33 And Moses said unto Aaron, Take a pot and put an omer full of manna in it and lay it up before the LORD, to be kept for your descendants.
34 As the LORD commanded Moses, so Aaron laid it up before the Testimony, to be kept.
35 Thus the sons of Israel ate manna forty years until they came to a land inhabited; they ate manna until they came unto the borders of the land of Canaan.
36 Now an omer is the tenth part of an ephah.

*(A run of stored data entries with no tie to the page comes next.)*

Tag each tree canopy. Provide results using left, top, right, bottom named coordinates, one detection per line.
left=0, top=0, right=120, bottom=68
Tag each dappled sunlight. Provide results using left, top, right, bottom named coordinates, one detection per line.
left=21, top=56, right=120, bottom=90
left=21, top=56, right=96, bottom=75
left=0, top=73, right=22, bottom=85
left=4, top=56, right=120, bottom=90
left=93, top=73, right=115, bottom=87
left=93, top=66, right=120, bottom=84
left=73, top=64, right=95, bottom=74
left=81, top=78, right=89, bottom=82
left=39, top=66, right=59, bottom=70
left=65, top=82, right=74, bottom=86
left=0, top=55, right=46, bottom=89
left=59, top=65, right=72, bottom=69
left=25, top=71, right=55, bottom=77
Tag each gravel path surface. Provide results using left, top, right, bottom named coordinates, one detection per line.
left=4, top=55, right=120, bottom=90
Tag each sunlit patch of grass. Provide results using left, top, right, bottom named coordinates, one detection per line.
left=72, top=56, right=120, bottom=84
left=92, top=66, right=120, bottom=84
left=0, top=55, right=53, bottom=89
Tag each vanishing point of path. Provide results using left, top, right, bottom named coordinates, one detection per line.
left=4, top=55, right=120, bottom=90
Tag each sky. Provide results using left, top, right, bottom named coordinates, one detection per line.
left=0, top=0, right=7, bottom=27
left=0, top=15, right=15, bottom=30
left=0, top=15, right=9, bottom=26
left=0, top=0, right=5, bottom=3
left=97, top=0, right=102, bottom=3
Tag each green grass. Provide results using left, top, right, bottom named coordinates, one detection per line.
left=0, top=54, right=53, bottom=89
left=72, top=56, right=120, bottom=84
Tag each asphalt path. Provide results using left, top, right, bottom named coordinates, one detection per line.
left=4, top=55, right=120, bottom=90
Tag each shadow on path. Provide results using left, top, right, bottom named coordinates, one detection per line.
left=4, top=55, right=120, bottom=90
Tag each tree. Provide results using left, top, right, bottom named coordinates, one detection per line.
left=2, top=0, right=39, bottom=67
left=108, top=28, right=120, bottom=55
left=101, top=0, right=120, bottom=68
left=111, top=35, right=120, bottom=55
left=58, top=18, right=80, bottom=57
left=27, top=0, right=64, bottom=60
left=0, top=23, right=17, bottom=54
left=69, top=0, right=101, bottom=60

Exodus 16:30-36 Meaning and Commentary

INTRODUCTION TO EXODUS 16

This chapter begins with an account of the journeying of the children of Israel from Elim to the wilderness of Sin, where they murmured for want of bread, Ex 16:1-3, when the Lord told Moses that he would rain bread from heaven for them, which Moses informed them of; and withal, that the Lord took notice of their murmurings, Ex 16:4-12 which promise the Lord fulfilled; and a description of the bread, and the name of it, are given, Ex 16:13-15, and some instructions are delivered out concerning the quantity of it to be gathered, Ex 16:16-18, the time of gathering and keeping it, Ex 16:19-21, the gathering a double quantity on the sixth day for that and the seventh day, with the reason of it, Ex 16:22-30 and a further description of it, Ex 16:31, and an order to preserve an omer of it in a pot, to be kept for generations to come, that it might be seen by them, Ex 16:32-34, and the chapter is concluded with observing, that this bread was ate by the Israelites forty years, even till they came to the borders of the land of Canaan, and the quantity they ate every day is observed what it was, Ex 16:35,36.